Record Breaking Exploits on Display
The competition showcased a remarkable level of skill and innovation, with several teams demonstrating complex and novel attack chains against hardened targets. Emerging victorious and earning the coveted “Master of Pwn” title was the team from Fuzzware.io, which took home $215,000 for their exceptional performance. Their winning demonstration included a multi-stage exploit against an Autel EV charger that resulted in complete code execution, a feat that proves even peripheral automotive infrastructure is a viable entry point for attackers. Another significant highlight came from the Synacktiv team, which successfully compromised a Tesla Infotainment system. By leveraging a USB-based attack, they gained deep access to the system, a method that could have serious implications for vehicle control and data security. Furthermore, Synacktiv pioneered a first-of-its-kind exploit by using Near Field Communication (NFC) to target an Autel MaxiCharger, introducing an entirely new attack vector that vendors must now consider in their security designs. These successful breaches of in-vehicle infotainment (IVI) systems, chargers, and core operating systems painted a clear picture of the diverse digital surfaces that require urgent protection.

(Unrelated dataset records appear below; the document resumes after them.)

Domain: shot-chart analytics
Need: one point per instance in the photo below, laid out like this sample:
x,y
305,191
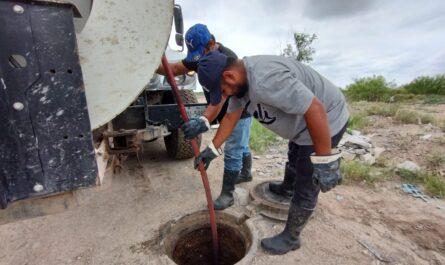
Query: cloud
x,y
397,39
327,9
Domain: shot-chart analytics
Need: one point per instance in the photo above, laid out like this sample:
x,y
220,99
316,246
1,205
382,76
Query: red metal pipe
x,y
205,180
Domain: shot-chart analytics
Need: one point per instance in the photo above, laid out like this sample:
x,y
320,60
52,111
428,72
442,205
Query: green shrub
x,y
260,137
358,121
407,117
427,85
374,88
427,118
434,99
382,109
435,160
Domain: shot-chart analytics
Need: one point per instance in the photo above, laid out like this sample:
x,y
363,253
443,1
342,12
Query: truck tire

A Proactive Approach to Vehicle Security
The responsible disclosure of these 76 vulnerabilities marked the beginning of a crucial remediation process, rather than an endpoint. Following the competition, which was co-hosted by VicOne and sponsored by major industry players like Tesla, all details of the discovered flaws were provided to the affected manufacturers. This collaborative framework gives vendors a critical window to develop and deploy patches before the exploits become public knowledge, a process that is vital for protecting consumers. TrendAI noted that this form of proactive research allows it to shield its own customers from emerging threats an average of 71 days ahead of competitors, reinforcing the strategic value of such events. The sheer volume and severity of the vulnerabilities found at Pwn2Own Automotive signaled an urgent need for the automotive industry to embed cybersecurity principles into every stage of the vehicle design and manufacturing lifecycle. The event’s outcomes provided a clear roadmap of where security investments and engineering focus were most needed to build a safer, more resilient future for connected transportation.